Wednesday, October 28, 2009

WTF Moment in Bible Study: Inferior

The world has standards of good and evil. But as Christians we are called upon to walk in grace...which means we must go through life forgetting that we know the knowledge of evil. The book of Job is the oldest book of the Bible, written before the Law was given to the Israelites, but.... after the world knew the knowledge of good and evil.  That's important to remember.

Here is Job, enduring all his know-it-all friends. They're telling him that certain people (hint, hint: like you, Job) get punished for their sins...and that certain other people who know the truth (hint, hint: like us wise ones) must enlighten these sinful people who're being punished for their sins.

Job's reply:
Job 12:2-4 (King James Version)
 2No doubt but ye are the people, and wisdom shall die with you.
 3But I have understanding as well as you; I am not inferior to you: yea, who knoweth not such things as these?
 4I am as one mocked of his neighbour, who calleth upon God, and he answereth him: the just upright man is laughed to scorn.

Job's friends go to "enlightening" Job again. And again he says,


Job 13
 1Lo, mine eye hath seen all this, mine ear hath heard and understood it.
 2What ye know, the same do I know also: I am not inferior unto you.
 3Surely I would speak to the Almighty, and I desire to reason with God.

When this word "inferior" pops up, it jumps up at me. Why? Because this English word "inferior" means certain things to the modern human ear. The King James translators used it four times in the Bible. The other two times is when Daniel talks about an inferior kingdom and when Paul tells the Corinthian churches they are not inferior to other churches.

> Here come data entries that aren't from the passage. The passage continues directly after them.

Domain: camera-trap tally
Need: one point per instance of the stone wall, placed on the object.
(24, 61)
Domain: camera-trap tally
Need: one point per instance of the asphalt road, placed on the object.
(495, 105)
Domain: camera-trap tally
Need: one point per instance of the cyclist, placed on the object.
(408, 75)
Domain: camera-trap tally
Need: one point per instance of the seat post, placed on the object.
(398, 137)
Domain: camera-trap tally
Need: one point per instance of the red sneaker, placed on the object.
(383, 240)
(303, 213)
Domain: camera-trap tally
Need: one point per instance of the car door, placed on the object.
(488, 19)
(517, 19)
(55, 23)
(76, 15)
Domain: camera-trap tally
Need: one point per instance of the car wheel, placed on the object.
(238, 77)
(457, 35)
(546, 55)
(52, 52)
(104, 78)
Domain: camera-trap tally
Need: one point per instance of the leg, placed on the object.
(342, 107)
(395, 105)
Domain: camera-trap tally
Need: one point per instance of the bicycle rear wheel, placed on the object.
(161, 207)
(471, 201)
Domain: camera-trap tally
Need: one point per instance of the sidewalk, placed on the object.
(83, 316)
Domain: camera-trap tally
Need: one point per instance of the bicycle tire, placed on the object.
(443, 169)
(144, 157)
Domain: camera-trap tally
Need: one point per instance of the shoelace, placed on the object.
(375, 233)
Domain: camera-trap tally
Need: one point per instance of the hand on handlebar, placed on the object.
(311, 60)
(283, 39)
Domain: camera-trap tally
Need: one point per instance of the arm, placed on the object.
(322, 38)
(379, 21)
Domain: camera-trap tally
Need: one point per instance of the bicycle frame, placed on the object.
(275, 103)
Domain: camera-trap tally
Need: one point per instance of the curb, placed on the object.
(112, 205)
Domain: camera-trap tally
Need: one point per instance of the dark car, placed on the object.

I couldn't find my Vine's Dictionary to figure out what Hebrew or  Greek word was being used but from what we see in the above passage, (via the English translation) Job is dealing with people whom he thinks are behaving as if they know more about God and Job's own life than Job does. (Sorry about the length of that sentence; it's early morning.)

Job's comment reminded me of what the prophet Isaiah said about those people


 4Which remain among the graves, and lodge in the monuments, which eat swine's flesh, and broth of abominable things is in their vessels;
 5Which say, Stand by thyself, come not near to me; for I am holier than thou. These are a smoke in my nose, a fire that burneth all the day.




Isaiah 65:4-6 (King James Version)





In the case of Isaiah, the people who think they're holy are hypocrites. They're eating ham etc and shellfish et al ...yet they're still insisting on their holiness and on their being holier than other people. In Job's case, Job's friends are without the law. They're also Edomites. So they can only go on their own idea of what God is and how perfect they are by their own philosophies. They all have subtly different theologies and if you don't read carefully, you might be tempted to think they all have the same philosophy/religion. All the same, they pretty much all agree that Job needs enlightening. As Job calls them, "Miserable Comforters." But we can't really call Job's friends sinful. They didn't have the law and as St Paul said, "where there is no law, there is no imputation of sin." But they are definitely a might on the rude side.

Another instance of spiritual people behaving badly towards those suffering and who think they know what is going on in someone else's mind is in this parable that Jesus.

Luke 18:10-12 (King James Version)

 10Two men went up into the temple to pray; the one a Pharisee, and the other a publican.
 11The Pharisee stood and prayed thus with himself, God, I thank thee, that I am not as other men are, extortioners, unjust, adulterers, or even as this publican.
 12I fast twice in the week, I give tithes of all that I possess.
It shows that it doesn't really matter what religion or non-religion a person professes, there is this weird thing in the human soul that likes feeling superior to someone else. And this weird thing in the human soul tends to come out -- weirdly-- when another person is suffering. How strange we humans are!

The weird thing is that Job was spiritually okay until his friends showed up. If his friends hadn't attempted to "comfort him" with their platitudes, he probably wouldn't have gotten so bitter. From the time we humans learned the knowledge of good and evil, we have learned to see the evil in other people. Once that happens, both the offended and the offender have fallen into trouble. The spirit of legalism -- the law-- leads to the leaven of the Pharisees which is this is right, this is wrong. It leads to criticism. But in the offended person, it leads to bitterness and offense.  The bait of Satan is offense. Offense occurs when we tell someone they are not doing something according to our knowledge of good and evil. Cain was offended. Job was offended. I have been offended. The ability to see the wrongs in other people is just as bad as lust...and so many people who spout platitudes think they're comforting when what they're doing is adding offense.  As people under grace, we have to avoid giving offense. And we have to avoid anger and bitterness when others offend us.

Romans 14: Who are you to judge God's servant? God will enlighten his servants.